Untuk selanjutnya, kami bertiga menghabiskan sisa malam dengan membicarakan hal-hal lainnya, yang aku pikir jauh dari urusan bisnis. Bercanda tentang gadis negara mereka berdua masing-masing dengan segala keunikannya, khas serta daya tariknya yang sangat berbeda.
"Gadis Korea itu kalahan kalau di atas ranjang," ejek Mr. Nakata sambali tertawa terbahak-bahak.
"Biar putih tapi sipit" tambahnya.
"Daripada gadis Jepang, terlalu pendiam tak kuasa menolak, sampai diajak 'main' sama tetangga juga nggak nolak," Mr. Rosikhu membalas ejekan itu dengan tak kalah pedasnya. Sedang aku tidak ikut-ikut.
Menarik, tapi lama kelamaan aku bosan juga. Kulihat arlojiku menunjukkan angka 10.12. masih terlalu sore untuk segera ke kamar, tak ada salahnya kalau aku ke taman kota yang tak begitu jauh dari hotel.
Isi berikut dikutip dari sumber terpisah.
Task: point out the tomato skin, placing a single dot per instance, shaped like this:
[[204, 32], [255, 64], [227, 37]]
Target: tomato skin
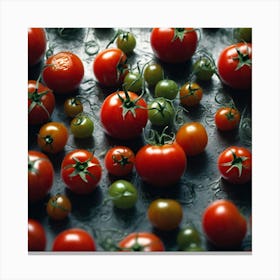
[[40, 175], [223, 224], [227, 65], [37, 43], [235, 165], [161, 165], [121, 126], [44, 101], [74, 239], [64, 73], [141, 241], [171, 50]]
Duduk, mengamati sekitar, dan yang jelas menyaksikan lampu kota yang berbaris rapi mengelilingi taman. "Ah, kesana ah," batinku. Meninggalkan Mr. Nakata dan Mr. Rosikhu yang sedang asyik menikmati gurauan mereka. Dan kulangkahkan kakiku.
Aku, mengitari taman, tidak ada tempat duduk yang kosong. Ramai sekali taman ini. Aku berjalan terus mengikuti kehendak kaki. "Kalaupun tak dapat tempat duduk, aku akan tetap menikmati malam ini dengan mengelilingi taman sampai aku lelah," ucapku dalam hati.
Nah, akhirnya aku temukan juga kursi taman kosong. Ada seorang gadis yang duduk di sana tapi nampaknya aku bisa mengisi tempat kosong di sampingnya. Aku mendekat dan makin dekat aku makin sadar kalau gadis yang kumaksud tak lain adalah orang Indonesia sendiri, aku mengenal sekali kekhasan gadis Indonesia, sehingga langsung saja kusapa dengan bahasa Indonesia, tak perlu bahasa Inggris pikirku.
"Maaf boleh duduk di sebelah, mbak?" sapaku to the point.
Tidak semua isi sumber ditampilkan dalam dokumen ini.